On the contrary, courts, including the Kentucky Supreme Court, have said repeatedly that governments have a duty to protect public health and that controlling secondhand smoke is a reasonable exercise of that duty.
In upholding smoke-free Lexington, the Kentucky Supreme Court in 2004 specifically said the smoking ban did not improperly infringe on property rights.
Also, federal and state laws and a century of case law entitle workers to conditions that do not pose serious harm to their health.
We can at least be glad that the debate in Kentucky has moved beyond disputing that tobacco use harms human health.
But you don't have to be puffing to be hurt. Secondhand smoke poses serious harm to nearby non-smokers — from increasing the chances of lung cancer and heart attack to stillbirth and birth defects when pregnant women work in smoky conditions.
Despite tobacco's relative decline, it's still a big crop in Kentucky. And Kentuckians still pay a high price for the long economic addiction.
We have the nation's highest adult smoking rate, highest youth smoking rate and highest rate of lung cancer. Most of Kentucky's other indicators of chronic poor health are tied directly or indirectly to smoking.
The claim that banning smoking in enclosed public spaces, where people work every day, would be anti-business or bad for the economy is ridiculous. The enormous costs of smoking are a crushing economic burden on Kentucky.
That's why the state Chamber of Commerce has backed a smoking ban for the last three sessions.

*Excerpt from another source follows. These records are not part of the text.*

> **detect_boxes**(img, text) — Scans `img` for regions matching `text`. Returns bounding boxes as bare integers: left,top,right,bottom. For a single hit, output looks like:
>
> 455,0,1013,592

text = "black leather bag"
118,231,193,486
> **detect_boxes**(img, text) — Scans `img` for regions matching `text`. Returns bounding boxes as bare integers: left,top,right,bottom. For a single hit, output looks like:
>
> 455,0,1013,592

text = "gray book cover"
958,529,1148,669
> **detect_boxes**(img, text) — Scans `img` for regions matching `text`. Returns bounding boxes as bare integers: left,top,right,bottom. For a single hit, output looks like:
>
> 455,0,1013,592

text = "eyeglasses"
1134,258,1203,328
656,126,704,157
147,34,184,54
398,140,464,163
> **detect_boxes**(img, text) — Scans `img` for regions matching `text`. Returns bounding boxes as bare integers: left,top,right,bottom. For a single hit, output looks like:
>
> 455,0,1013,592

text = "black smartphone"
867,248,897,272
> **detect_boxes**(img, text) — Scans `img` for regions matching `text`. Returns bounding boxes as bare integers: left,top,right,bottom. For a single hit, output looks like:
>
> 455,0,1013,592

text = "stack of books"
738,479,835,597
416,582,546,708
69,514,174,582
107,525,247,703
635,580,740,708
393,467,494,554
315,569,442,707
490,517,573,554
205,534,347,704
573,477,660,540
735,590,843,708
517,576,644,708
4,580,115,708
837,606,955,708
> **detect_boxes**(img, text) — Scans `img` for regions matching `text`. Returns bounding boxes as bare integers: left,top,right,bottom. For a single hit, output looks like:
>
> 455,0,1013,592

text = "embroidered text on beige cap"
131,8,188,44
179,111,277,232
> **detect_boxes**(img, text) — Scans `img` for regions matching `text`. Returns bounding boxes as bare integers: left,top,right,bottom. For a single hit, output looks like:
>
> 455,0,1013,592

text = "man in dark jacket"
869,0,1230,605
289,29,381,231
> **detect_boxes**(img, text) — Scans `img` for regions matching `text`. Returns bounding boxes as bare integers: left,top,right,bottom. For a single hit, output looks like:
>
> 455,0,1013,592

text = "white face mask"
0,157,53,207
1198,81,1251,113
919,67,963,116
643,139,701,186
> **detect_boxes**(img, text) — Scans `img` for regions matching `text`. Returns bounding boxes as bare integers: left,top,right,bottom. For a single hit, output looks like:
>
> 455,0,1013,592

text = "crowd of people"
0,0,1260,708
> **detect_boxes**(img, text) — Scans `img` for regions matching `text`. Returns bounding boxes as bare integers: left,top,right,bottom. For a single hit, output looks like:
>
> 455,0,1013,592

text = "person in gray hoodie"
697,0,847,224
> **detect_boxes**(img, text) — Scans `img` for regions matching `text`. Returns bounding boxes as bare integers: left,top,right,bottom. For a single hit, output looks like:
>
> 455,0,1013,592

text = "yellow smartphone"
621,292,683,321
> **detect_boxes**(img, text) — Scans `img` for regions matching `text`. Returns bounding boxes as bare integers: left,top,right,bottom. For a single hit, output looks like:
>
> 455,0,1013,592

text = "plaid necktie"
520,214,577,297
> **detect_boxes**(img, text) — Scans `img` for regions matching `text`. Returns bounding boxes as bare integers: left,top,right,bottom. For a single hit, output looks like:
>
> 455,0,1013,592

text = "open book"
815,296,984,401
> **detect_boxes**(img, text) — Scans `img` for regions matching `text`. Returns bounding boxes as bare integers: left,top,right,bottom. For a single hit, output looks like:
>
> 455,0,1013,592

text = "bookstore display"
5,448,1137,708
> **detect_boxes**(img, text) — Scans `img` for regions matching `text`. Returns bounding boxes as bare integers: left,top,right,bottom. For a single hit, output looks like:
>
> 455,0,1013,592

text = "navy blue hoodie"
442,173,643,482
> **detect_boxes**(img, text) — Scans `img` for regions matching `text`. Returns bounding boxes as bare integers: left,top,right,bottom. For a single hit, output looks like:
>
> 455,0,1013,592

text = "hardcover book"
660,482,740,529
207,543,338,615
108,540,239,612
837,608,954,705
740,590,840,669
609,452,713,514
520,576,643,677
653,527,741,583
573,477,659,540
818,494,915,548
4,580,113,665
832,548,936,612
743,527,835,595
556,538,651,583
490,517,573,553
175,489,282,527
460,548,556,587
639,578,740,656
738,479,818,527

The chamber says that smoking takes an annual toll of $3.8 billion on Kentucky's economy through medical costs and lost productivity.
This year's session was the third in which a statewide smoke-free law failed to get a vote in either chamber, despite bipartisan support.

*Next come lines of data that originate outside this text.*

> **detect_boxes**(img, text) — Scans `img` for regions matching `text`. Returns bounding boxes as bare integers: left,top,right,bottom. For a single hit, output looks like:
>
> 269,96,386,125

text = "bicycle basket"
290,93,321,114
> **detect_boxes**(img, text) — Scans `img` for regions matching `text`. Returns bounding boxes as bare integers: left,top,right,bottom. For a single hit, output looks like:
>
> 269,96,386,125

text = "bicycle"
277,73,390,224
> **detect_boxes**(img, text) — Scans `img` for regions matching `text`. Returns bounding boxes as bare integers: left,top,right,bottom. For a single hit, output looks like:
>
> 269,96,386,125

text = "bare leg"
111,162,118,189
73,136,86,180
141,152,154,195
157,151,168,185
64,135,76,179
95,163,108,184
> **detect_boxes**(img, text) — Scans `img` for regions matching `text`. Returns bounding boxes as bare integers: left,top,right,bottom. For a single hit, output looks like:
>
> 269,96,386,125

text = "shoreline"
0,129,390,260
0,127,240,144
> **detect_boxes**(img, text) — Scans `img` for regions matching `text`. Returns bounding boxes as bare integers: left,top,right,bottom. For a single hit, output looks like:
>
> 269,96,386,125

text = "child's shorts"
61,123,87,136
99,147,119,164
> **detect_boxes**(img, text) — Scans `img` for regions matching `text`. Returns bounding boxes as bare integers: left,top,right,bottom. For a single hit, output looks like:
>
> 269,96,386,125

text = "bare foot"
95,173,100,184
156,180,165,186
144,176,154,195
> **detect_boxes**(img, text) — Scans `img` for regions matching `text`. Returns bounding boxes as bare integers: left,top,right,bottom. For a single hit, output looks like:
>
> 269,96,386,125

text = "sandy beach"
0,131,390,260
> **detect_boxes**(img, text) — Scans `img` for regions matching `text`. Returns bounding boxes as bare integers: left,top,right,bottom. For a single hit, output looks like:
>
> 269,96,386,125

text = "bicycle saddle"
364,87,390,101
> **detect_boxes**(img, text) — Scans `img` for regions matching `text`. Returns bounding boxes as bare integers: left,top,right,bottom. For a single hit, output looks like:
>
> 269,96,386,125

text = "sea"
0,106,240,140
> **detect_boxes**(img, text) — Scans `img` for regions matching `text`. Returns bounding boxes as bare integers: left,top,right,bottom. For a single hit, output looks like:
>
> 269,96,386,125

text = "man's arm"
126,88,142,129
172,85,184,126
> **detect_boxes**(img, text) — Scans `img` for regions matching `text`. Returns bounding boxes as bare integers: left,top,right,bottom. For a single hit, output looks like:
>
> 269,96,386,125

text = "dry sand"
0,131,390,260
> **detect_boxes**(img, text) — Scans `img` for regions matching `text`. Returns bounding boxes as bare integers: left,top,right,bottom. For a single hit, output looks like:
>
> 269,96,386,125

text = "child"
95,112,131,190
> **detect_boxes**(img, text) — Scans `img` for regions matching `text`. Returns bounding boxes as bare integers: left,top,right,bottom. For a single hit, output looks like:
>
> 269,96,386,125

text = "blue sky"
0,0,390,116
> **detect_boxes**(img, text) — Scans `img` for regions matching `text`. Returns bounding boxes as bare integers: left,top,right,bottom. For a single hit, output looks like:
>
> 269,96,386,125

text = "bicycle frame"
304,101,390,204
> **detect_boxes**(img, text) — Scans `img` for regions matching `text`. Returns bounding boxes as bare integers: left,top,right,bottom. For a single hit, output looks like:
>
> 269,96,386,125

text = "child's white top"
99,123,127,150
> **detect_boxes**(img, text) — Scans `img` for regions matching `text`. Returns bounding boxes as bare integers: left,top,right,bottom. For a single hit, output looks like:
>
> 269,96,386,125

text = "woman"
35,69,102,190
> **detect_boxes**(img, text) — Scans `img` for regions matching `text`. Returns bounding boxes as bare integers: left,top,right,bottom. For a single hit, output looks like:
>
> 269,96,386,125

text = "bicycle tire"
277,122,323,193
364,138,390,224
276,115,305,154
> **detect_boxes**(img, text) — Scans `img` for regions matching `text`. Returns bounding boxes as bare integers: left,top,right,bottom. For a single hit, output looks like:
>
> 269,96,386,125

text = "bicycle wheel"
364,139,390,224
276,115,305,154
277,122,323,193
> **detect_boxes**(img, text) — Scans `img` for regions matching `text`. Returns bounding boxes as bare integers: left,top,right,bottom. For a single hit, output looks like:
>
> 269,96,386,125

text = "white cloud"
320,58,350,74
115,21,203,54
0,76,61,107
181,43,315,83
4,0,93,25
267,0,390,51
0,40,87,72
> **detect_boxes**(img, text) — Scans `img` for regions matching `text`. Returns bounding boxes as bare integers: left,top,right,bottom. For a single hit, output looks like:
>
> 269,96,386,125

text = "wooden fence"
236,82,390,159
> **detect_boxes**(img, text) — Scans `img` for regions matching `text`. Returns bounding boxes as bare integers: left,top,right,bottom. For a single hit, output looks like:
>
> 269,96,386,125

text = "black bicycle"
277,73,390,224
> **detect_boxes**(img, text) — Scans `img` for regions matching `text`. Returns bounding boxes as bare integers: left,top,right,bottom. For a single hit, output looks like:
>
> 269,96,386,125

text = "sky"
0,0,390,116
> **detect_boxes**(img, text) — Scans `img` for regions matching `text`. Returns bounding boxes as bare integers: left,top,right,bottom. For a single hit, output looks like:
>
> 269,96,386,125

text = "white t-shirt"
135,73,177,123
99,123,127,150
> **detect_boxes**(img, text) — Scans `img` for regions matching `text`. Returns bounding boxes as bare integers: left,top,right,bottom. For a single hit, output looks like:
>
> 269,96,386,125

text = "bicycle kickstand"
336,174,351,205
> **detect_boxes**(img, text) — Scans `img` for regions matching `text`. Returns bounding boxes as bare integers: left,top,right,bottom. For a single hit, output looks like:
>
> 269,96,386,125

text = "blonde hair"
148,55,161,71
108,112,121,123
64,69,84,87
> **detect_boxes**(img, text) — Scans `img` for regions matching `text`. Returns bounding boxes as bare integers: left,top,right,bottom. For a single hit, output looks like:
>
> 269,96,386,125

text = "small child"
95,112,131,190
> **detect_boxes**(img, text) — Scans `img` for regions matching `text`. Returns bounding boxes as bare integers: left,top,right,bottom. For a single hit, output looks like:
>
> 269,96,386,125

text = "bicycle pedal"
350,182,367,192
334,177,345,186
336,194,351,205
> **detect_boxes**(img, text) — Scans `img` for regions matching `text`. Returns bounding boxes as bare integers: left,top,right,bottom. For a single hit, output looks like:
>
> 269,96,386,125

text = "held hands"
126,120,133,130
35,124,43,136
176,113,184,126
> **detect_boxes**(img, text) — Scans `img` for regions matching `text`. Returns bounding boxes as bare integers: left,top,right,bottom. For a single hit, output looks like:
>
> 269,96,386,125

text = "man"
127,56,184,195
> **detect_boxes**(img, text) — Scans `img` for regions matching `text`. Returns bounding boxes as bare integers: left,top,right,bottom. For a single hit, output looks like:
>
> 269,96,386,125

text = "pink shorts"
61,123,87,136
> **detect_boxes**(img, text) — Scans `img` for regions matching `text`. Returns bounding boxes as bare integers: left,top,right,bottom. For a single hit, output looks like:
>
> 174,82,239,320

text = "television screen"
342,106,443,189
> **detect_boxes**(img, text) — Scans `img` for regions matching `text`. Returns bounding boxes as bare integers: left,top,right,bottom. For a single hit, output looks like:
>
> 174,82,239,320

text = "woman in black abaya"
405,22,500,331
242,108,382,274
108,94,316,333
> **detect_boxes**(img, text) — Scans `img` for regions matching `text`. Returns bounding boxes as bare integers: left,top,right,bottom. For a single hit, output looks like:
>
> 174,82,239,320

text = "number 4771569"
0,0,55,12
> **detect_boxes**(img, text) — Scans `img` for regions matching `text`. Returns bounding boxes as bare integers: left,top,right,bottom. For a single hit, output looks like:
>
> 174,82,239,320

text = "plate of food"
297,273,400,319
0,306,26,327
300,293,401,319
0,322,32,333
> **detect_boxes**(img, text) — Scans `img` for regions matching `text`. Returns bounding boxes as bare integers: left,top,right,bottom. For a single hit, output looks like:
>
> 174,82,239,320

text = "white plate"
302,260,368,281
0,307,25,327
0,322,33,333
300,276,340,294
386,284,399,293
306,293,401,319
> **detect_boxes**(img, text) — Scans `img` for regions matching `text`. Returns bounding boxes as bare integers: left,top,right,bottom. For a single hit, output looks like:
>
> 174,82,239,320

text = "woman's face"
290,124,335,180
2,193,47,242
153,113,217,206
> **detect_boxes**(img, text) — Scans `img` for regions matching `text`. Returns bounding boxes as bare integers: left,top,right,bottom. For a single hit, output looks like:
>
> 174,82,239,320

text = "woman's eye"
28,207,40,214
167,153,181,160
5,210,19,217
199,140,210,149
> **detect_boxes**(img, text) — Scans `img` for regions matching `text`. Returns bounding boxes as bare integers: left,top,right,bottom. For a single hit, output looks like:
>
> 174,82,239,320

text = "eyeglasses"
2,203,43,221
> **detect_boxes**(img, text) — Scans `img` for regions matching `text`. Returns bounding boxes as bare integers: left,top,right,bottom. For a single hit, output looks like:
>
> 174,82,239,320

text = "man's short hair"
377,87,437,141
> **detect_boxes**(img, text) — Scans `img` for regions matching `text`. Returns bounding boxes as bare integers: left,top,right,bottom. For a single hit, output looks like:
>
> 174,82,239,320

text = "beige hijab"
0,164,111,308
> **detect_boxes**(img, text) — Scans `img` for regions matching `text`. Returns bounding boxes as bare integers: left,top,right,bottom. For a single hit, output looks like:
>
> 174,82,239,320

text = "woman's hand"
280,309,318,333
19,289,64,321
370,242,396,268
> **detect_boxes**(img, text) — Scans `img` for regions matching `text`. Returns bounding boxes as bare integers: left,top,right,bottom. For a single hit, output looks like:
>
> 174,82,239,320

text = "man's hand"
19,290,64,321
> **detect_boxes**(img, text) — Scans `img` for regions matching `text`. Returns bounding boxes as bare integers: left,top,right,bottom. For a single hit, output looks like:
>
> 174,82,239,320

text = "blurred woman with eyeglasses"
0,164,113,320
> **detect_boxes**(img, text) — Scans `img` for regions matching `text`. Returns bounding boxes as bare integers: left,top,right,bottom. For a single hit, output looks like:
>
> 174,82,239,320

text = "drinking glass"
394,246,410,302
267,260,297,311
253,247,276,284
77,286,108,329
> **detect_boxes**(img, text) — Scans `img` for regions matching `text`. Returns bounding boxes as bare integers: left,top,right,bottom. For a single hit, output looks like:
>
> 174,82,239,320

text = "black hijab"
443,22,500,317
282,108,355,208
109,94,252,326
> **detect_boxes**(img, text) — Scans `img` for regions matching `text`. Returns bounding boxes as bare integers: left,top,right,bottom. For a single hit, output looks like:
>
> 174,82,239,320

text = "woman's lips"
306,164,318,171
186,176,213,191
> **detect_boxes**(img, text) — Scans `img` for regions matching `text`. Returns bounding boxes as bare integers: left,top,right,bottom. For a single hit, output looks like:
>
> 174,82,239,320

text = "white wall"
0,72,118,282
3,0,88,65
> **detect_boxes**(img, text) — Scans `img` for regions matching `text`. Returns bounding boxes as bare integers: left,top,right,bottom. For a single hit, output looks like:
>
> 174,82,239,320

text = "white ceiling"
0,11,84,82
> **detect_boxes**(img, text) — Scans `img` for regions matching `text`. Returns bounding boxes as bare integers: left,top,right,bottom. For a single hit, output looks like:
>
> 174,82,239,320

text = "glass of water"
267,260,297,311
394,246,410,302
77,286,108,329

Everyone, including the sponsor, Rep. Susan Westrom, D-Lexington, acknowledges it could be a long haul in Kentucky's tobacco-friendly legislature, where the most innocuous bills can take years to enact.
Local laws already protect about one third of Kentuckians from secondhand smoke. Public health advocates should redouble their efforts in places that have yet to go smoke-free, while keeping the pressure on Frankfort.
Meanwhile, let's all be clear about what's at stake: When lobbyists and lawmakers stand against smoke-free air, they're standing up for death, disease and economic decline.